When Manatee County Sheriff Rick Wells started the new fiscal year Oct. 1, he was armed with nearly $1 million more than last year to put deputies on Manatee County roadways.
Now the Sheriff’s Office is diligently working to hire and train 10 new deputies to help meet the demands from growth on the Sheriff’s Office, as well as to fill 10 positions lost through attrition.
“We are constantly recruiting and trying to fill vacancies,” Wells said. “The challenge is finding qualified people.”
With funding now in place, the Sheriff’s Office will continue recruiting candidates, and it might sponsor an academy, which would mean it would prescreen and hire a group of deputies and then pay for them to attend Manatee Technical College’s Law Enforcement Academy. Schooling costs about $5,000 per deputy, plus the new hires are paid to go through training.
Wells said such a program ensures academy graduates are employable and gives the Sheriff’s Office deputies immediately upon student graduation.
After deputies graduate and are hired by the Sheriff’s Office, they are first assigned to the Telephone Reporting Unit to get hands-on training that deals with the public and writes police reports.
Wells said that detail typically lasts one to four months or until there is a large enough group of new hires to begin 12 weeks of field training. Successful training then means deputies can be assigned for patrol or other duties.
Wells said that of the 10 new positions, at least one will be assigned to the traffic unit to help keep up with demand from roadway accidents and speed enforcement. He said Florida Highway Patrol isn’t properly staffed to respond to roadway accidents, and the Sheriff’s Office is now handling about 200 crashes per month, so residents aren’t waiting for two to three hours for a highway patrol officer to arrive on scene.

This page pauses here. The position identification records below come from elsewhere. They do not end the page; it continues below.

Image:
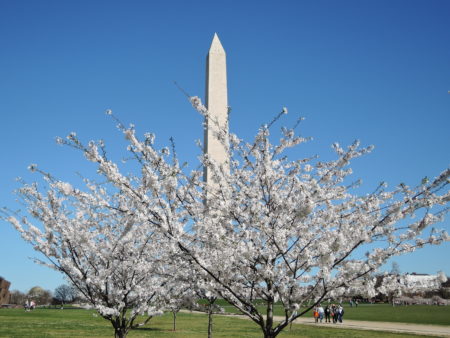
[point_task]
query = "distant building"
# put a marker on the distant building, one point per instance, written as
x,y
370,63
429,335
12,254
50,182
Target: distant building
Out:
x,y
4,291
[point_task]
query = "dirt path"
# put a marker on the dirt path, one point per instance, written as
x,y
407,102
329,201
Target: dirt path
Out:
x,y
431,330
422,329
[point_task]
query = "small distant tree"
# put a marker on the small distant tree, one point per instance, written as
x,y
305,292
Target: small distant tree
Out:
x,y
40,296
65,294
17,297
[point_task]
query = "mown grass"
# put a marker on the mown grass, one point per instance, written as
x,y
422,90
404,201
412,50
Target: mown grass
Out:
x,y
84,323
417,314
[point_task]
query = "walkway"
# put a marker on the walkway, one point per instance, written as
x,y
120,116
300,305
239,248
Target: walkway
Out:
x,y
430,330
421,329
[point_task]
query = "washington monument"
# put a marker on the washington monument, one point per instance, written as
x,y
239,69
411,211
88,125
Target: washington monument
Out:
x,y
216,97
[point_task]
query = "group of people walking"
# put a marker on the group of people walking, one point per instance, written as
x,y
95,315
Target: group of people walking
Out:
x,y
330,313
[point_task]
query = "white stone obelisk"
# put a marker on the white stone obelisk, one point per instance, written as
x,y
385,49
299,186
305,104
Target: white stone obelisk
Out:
x,y
217,105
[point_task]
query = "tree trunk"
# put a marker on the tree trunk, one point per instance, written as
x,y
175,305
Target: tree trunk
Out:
x,y
174,320
120,332
210,321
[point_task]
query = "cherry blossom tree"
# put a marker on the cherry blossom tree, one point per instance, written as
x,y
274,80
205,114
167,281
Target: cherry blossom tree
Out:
x,y
110,253
294,232
271,229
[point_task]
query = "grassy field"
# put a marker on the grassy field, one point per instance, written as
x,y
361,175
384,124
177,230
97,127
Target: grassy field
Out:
x,y
417,314
84,323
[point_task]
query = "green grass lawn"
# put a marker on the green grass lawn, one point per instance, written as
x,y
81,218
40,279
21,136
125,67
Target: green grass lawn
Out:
x,y
417,314
84,323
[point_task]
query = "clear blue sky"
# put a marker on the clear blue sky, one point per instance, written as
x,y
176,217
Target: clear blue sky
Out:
x,y
378,71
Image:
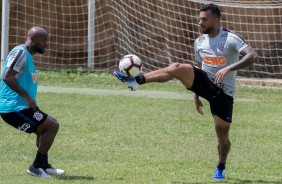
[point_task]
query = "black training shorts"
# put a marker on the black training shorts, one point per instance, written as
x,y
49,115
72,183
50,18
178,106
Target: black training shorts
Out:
x,y
221,104
26,120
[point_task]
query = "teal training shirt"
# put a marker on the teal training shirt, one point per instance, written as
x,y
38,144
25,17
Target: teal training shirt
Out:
x,y
20,60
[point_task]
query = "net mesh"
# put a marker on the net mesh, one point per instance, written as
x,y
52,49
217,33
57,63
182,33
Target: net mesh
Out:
x,y
159,32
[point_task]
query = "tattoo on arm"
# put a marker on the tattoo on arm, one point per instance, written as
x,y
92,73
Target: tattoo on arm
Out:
x,y
249,57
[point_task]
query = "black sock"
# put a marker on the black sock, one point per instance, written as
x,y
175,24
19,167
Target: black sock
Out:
x,y
140,79
40,160
221,166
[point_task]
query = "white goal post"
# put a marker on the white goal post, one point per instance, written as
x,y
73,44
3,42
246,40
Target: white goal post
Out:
x,y
94,34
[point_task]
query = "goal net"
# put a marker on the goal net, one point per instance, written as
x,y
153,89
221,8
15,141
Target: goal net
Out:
x,y
95,34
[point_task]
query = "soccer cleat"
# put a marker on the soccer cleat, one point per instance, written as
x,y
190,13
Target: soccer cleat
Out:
x,y
52,171
219,174
39,172
131,82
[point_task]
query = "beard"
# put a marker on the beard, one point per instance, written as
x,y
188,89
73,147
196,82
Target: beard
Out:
x,y
207,30
38,49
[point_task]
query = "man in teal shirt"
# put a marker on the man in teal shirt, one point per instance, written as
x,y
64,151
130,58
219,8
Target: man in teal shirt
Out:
x,y
18,105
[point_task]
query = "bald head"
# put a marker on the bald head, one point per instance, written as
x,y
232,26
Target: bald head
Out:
x,y
36,40
36,31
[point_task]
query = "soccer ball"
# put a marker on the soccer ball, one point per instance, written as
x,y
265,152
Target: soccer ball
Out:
x,y
130,65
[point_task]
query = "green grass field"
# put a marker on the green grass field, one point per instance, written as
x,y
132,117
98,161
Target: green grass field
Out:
x,y
111,135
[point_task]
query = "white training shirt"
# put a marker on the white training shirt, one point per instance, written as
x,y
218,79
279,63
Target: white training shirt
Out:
x,y
219,52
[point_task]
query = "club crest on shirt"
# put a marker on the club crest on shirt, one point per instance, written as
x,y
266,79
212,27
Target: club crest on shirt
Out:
x,y
221,47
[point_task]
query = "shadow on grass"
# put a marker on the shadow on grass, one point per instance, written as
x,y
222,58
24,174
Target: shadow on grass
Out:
x,y
71,178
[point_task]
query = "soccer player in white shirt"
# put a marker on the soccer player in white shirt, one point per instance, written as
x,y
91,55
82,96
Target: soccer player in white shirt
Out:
x,y
217,52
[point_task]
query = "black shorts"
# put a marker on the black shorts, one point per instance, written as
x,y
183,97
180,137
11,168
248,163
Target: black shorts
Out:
x,y
26,120
221,104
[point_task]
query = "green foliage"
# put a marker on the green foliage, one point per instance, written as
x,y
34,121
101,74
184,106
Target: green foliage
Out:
x,y
146,139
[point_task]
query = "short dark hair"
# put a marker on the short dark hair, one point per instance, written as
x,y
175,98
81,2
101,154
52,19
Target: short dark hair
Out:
x,y
214,9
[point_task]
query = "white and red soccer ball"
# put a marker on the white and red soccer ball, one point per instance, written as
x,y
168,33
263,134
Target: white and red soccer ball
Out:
x,y
130,65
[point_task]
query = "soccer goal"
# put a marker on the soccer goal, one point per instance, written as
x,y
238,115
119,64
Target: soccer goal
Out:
x,y
94,34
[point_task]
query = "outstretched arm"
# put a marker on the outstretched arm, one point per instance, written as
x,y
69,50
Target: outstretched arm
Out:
x,y
249,57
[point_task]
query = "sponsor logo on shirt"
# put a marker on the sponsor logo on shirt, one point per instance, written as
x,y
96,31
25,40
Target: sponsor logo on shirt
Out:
x,y
24,127
221,47
214,61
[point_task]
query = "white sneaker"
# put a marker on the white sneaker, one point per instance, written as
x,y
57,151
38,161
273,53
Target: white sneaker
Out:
x,y
52,171
39,172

“We get a lot of traffic complaints,” Wells said. “We understand the issue. We are doing everything we can to respond to those complaints. Most of it is speeding. We’re picking up the slack for the Florida Highway Patrol. They’re so understaffed.”
He said he has not figured out placement for the other hires. However, he expects many will help in District 3, which spans from east of Interstate 75 from University Parkway to the Manatee River, as well as all unincorporated territory north of the river, including Parrish, Ellenton and Palmetto. It covers about 740 square miles.
Wells said he still wants to create a new unit to cover the greater Lakewood Ranch area, but it likely will take at least two more years, assuming the county continues to fund more deputy positions. The idea is to split up District 3 to separate the area north of the Manatee River from the greater Lakewood Ranch area south of the river. Wells said creating such a unit would take about $2.5 million.
“We’re going to need positions every year until we get caught up with this growth or until it slows down — I don’t see that happening anytime soon,” Wells said. “We still have deputies out there working that zone. We’re making it work.”
Wells said having a temporary substation at 14544 Arbor Green Trail, just east of Lorraine Corners shopping plaza, has benefited deputies and residents alike. Since it opened in January, the substation has provided deputies with a place to complete reports and other business without having to drive to a substation out of their patrol zone. Wells said that helps decrease response times and increases proactive patrols.
Residents have also had a convenient location at which to report crimes, he said.
Wells said it will be a year before at least some of the 10 new patrol deputies will be ready for the road, but the Sheriff’s Office is working to address the community’s needs as best it can.